The dog excelled in his skill as a thief, stealing pigs, chickens, tapa cloth, all kinds of property for his master.
The master told that dog to get the tabu awa roots of the king, which were growing on the hillsides of Waipio Valley.
When that place was stripped, he sent the dog [[109]]to the precipices of Waimanu, and he took nearly all that was there.
Then the king commanded his people to watch the awa fields and catch the one who was stealing his growing awa.
They began their watch. When the night was almost over and the dawn was touching the sky they found the thief. These men followed the thief and caught his master in a cave, all wrinkled from drinking much awa.

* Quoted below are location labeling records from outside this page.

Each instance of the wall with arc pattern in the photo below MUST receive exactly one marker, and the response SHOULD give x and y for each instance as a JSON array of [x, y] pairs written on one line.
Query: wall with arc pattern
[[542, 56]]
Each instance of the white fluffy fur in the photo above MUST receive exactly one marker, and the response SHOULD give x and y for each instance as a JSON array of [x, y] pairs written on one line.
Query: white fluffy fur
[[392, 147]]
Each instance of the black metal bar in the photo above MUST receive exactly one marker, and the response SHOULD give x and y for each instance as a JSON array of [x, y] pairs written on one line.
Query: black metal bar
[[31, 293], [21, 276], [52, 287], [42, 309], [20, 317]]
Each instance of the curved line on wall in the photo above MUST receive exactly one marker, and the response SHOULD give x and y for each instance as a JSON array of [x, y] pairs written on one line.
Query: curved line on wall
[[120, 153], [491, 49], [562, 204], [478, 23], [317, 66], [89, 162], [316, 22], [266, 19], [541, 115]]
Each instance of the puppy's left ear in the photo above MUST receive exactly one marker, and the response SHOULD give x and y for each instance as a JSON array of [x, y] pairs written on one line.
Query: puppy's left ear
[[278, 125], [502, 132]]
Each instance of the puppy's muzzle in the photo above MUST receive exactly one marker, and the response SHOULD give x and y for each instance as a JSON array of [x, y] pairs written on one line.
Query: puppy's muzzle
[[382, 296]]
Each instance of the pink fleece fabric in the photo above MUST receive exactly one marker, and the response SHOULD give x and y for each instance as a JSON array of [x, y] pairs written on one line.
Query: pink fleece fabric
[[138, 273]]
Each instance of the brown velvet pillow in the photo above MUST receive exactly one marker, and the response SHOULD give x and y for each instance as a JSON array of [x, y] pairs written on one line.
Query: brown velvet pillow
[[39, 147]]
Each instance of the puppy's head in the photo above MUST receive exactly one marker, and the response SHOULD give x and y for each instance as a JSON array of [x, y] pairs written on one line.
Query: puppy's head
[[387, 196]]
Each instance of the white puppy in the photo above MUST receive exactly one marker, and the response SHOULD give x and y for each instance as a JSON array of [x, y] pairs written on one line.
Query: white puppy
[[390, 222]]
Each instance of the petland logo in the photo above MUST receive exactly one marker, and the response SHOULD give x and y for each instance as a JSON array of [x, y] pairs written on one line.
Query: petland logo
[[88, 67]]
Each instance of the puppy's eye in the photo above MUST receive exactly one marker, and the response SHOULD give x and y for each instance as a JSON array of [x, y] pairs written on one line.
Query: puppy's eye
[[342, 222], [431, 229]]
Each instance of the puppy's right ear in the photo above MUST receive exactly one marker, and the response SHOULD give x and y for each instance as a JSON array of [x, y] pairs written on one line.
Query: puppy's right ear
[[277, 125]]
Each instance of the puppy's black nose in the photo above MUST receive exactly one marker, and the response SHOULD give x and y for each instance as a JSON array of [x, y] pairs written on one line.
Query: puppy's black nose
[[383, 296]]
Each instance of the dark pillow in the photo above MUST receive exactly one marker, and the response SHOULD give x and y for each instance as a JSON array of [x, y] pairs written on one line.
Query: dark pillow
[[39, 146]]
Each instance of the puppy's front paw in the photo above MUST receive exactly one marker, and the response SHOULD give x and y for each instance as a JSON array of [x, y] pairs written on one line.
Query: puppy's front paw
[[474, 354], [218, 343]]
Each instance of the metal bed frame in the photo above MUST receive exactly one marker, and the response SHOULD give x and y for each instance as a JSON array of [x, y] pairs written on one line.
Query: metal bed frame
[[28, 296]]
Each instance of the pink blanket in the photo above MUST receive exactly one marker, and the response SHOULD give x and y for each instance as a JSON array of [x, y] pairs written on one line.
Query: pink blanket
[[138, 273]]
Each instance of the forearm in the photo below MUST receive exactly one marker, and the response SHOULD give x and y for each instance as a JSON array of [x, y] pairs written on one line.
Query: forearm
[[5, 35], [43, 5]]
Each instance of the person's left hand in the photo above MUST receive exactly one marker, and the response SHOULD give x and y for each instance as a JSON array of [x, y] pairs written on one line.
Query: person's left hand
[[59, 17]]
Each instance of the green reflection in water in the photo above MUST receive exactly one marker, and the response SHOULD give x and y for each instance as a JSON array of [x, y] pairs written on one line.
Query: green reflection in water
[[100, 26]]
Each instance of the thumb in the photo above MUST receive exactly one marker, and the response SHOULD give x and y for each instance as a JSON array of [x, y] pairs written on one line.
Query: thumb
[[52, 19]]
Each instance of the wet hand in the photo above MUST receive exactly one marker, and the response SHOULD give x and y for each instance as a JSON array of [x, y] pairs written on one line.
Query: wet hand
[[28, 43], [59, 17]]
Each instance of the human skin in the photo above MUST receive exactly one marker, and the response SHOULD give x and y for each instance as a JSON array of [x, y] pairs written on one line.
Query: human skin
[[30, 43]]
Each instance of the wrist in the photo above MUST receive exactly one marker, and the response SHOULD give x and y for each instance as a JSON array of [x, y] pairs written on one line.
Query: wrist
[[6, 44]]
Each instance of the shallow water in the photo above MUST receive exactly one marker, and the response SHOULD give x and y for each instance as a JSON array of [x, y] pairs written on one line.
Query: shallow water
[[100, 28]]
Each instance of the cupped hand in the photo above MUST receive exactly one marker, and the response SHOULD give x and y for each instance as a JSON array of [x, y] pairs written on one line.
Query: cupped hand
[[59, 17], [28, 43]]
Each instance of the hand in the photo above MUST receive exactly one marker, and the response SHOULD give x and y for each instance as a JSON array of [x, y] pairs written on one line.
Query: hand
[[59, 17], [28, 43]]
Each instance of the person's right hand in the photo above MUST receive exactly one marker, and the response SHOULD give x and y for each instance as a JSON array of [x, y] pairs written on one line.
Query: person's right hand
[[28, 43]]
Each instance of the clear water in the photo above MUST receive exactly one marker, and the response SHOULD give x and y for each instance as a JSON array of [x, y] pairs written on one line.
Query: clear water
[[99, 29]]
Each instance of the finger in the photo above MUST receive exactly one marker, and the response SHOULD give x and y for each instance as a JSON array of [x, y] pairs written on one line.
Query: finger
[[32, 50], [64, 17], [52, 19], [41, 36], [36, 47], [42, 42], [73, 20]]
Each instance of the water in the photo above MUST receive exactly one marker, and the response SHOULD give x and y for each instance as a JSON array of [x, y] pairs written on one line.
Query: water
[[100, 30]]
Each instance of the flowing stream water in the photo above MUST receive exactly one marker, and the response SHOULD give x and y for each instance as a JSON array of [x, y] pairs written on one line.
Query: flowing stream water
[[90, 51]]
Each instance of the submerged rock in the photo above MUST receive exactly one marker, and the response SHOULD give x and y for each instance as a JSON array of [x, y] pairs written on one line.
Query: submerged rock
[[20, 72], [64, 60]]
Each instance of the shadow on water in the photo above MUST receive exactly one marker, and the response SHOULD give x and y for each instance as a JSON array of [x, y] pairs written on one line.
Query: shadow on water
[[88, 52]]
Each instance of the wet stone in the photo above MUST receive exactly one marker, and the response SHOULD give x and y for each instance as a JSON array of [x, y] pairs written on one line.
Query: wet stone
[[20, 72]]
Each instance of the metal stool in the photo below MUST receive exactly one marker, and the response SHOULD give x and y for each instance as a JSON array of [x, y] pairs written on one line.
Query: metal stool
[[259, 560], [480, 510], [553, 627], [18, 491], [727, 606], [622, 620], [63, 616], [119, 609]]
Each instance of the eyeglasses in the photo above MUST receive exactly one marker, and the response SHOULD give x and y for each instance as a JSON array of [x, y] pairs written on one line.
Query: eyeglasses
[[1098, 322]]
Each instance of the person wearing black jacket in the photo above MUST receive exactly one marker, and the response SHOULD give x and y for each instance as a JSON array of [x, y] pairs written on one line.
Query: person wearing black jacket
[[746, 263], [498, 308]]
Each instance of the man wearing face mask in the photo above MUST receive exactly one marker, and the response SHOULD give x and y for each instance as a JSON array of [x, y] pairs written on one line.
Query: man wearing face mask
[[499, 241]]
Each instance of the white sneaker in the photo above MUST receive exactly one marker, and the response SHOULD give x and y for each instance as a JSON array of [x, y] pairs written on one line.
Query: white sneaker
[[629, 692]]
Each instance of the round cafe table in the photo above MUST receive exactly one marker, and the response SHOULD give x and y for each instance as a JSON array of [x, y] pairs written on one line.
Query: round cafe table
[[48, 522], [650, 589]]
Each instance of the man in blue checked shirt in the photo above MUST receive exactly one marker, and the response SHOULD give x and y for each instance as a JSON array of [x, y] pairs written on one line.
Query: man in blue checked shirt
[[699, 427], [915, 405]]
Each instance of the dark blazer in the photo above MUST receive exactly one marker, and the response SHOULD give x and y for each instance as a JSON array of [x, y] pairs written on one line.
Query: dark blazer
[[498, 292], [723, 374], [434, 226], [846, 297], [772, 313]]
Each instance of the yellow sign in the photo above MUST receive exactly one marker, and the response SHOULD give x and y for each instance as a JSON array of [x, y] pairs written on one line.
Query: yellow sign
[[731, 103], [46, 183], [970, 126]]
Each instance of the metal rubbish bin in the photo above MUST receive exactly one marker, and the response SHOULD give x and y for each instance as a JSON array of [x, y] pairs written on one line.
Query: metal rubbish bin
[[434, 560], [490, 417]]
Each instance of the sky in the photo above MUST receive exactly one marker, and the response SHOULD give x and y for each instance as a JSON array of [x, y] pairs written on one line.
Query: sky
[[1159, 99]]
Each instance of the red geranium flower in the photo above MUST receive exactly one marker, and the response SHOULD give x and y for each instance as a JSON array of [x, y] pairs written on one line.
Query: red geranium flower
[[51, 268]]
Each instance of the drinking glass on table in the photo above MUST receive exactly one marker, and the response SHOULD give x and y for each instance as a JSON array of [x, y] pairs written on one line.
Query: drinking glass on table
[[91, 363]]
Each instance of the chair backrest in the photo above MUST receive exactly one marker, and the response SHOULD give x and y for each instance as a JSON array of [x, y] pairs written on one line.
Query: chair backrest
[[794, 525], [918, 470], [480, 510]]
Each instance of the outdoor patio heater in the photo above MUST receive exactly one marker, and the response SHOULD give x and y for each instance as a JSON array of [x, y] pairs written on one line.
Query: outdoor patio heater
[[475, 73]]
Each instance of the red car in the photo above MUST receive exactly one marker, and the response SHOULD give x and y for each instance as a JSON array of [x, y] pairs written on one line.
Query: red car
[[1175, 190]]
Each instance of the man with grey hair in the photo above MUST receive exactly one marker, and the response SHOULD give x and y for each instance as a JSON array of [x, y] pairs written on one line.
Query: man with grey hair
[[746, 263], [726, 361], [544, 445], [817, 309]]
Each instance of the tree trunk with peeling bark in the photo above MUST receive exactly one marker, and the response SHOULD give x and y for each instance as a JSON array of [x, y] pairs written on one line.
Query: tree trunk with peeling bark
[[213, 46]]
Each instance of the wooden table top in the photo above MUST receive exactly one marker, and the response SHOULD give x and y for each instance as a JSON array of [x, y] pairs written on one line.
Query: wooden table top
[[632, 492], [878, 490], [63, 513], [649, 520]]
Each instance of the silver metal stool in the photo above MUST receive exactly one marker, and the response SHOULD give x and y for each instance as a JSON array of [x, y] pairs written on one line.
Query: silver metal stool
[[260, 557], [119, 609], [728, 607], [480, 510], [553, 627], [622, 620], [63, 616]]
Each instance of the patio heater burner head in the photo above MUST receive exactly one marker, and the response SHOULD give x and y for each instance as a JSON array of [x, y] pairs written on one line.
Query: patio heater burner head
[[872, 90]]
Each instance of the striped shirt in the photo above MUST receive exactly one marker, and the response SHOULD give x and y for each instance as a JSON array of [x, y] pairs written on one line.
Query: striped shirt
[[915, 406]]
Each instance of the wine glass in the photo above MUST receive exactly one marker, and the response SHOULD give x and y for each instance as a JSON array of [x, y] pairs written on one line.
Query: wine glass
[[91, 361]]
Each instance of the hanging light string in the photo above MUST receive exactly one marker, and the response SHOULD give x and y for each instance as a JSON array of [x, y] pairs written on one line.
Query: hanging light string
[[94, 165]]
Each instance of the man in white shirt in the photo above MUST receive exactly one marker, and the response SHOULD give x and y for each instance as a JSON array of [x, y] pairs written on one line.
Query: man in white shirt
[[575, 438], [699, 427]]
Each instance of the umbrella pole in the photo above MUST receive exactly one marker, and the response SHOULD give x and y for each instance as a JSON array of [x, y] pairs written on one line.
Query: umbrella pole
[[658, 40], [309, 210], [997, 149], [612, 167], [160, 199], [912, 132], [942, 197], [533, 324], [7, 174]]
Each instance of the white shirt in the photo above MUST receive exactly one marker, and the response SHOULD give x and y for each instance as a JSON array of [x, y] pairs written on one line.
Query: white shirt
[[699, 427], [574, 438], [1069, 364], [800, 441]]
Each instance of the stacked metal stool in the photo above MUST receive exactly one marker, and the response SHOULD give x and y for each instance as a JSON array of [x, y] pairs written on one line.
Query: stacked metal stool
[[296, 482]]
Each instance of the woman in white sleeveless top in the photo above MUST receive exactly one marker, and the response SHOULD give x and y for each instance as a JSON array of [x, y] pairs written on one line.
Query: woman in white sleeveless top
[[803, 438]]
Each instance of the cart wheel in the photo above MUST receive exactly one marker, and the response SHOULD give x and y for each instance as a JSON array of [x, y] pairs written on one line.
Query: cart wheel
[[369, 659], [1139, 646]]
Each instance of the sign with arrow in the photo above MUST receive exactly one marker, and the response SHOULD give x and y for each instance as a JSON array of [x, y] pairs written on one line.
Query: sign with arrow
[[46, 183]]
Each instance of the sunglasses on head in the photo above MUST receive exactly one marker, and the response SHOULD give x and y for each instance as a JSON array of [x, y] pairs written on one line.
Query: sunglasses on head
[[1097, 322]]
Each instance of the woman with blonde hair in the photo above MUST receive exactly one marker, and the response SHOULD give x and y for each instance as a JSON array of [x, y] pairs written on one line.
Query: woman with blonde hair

They took the master and the dog to the king Kiha as prisoners, and the king planned to have them steal that shell which troubled him. If they failed they should be put to death. This was the sentence of the king upon his prisoners.
The master talked with his dog, and told him all the word of the king. They planned to pay for the theft of the awa, but not by the death of their bodies.
The dog went out to win the shell from the gods under cover of the night, when the darkness was great and all kinds of shell voices were mingling with other voices of the woodland and wilderness.
Then came the softly resonant voice of that shell blown by the gods. According to an ancient chant, “The song of Kiha-pu calls Kauai,” meaning the song is listened to from far distant Kauai. [[110]]
The dog ran swiftly while the sound of the shell was great, and hid in a corner of a stone wall of the heiau. He waited and waited a long time. The dawn was almost at hand. Then the watchers fell into deep sleep.